Thursday, September 4, 2008
So, beets are an scary veggie in my house. I never grew up with them, and my husband has bad memories of steamed beets and cold purple things that looked eerily like canned cranberry sauce.
They are everywhere in the farmers market right now, and when I saw a bunch of golden beets I thought, this is my chance to make things right and have us join the world of beet-eaters.
I believe the main reason that many people are hesitant to work with beets stems from thier tendancy to stain hands, clothes, counter-tops, etc.
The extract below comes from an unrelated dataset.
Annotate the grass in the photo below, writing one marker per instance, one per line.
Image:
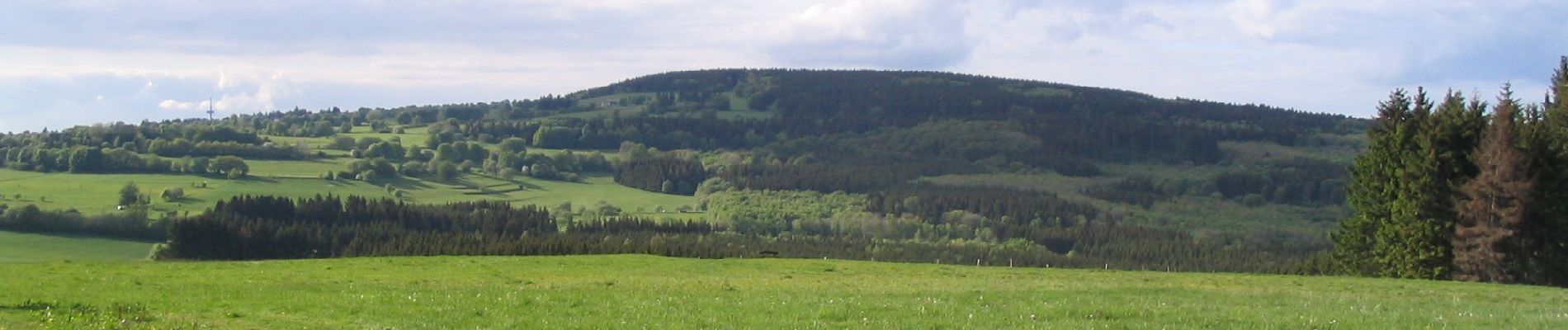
(99, 193)
(31, 248)
(637, 291)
This is due to betain pigments, which are water-soluble.
There are a few ways to get around this: what most people do to handle beets is to scrub them, wrap in tinfoil and bake, then slice and use for whatever. The other way is to look for golden beets (like I used) which (supposedly) have less propensity to get stain-y juice everywhere. I sliced mine raw on a paper plate with no accidents.
Thanks to twitterbuddy Kcline I had an idea of what to do, something that looked like this.
I laid them flat, basted with pepper, salt and olive oil (standard for a vegetable I don't know how to cook) and roasted.
I know beets and goat cheese supposedly do well together, so I mixed some pesto and goat cheese together and schmeared it between slices of beet. What I got was not...pretty per se, but beet slices covered in gooey melted pesto-y goat cheese were delicious.
And my husband went for second servings.
One veggie down, a world more to go.